Know Your Competition – Find out what your competitors are doing in your area. Timing can affect the impact of your newsletters and other distributions. If you know what your competition is doing, you will be better able to plan your strategy.
Think Creatively – Use your imagination. You want to get the envelope opened and your letter read! Keep your eye out for clever or unique ideas and try to apply them to your marketing effort. Adapt ideas to each specific area.
Walk Your Farm – Learn the best times to call on people within your farm. Avoid calling too early or too late. Carry a ‘walking farm’ package with you so you know specific property information. Be empathetic with people and sensitive to their individual problems and routines.
Learn to Handle Rejection – It may take a lot of no’s before you get a yes. Your attitude will play an important part, so think positively and don’t get discouraged.

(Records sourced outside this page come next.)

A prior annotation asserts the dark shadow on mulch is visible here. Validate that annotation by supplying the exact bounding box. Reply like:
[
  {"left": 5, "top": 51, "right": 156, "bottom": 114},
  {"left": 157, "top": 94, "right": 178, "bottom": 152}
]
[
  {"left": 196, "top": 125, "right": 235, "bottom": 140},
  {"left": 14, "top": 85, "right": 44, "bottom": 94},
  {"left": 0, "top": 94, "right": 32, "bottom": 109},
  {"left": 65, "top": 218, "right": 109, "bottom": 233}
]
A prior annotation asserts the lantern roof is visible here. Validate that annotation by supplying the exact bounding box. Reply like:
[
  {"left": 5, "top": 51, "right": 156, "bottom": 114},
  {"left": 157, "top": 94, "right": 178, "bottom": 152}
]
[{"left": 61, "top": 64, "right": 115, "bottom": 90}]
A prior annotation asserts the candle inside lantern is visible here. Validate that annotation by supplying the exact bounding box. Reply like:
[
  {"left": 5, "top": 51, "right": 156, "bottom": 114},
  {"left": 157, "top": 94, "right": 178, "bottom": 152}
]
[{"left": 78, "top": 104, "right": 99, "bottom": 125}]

Don’t Forget Your Biggest Source of Referrals – Your friends, family and past clients can be a goldmine!
Target Farm – Your farm database should consist of 300-500 homes. Know your area including churches, schools, markets, etc. Focus on these clients instead of sending out thousands and thousands of letters in a ‘shotgun’ marketing attempt.
Label Your Farm – You should categorize your farms to target in on specific future clients. The following are some categories you can use to name your farms:
Non Owner Occupied – Send newsletters, brochures, pictures of the property to the owner. In a lot of these cases, the owner lives out of state and doesn’t see the property very often. Keep them in touch with their investment.

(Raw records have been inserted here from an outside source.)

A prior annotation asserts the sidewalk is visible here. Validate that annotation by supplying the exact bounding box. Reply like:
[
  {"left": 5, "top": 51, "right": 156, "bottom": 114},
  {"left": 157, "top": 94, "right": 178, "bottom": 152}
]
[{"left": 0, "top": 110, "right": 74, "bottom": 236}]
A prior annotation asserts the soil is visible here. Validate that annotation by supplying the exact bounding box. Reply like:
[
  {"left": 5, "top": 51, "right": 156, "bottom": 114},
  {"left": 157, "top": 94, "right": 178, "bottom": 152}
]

New Owner – Set up a “Welcome Wagon.” Provide community information and introduce them to their new neighbors.
Equity Owner – If the owners have lived in their home for at least 2 years, they are more likely to make a change. If they are happy to remain in their home, suggest they take advantage of their equity by refinancing and purchasing other property.
Homeowner’s Exemption – Make up note cards informing owner’s that they haven’t taken advantage of the homeowner’s exemption available to them. Attach your business card and distribute to all whom this applies to in your farm.
Real Estate Agent – Identify all real estate agents within your farm…Get to know the competition. Your local Board of Realtors can help you with this information.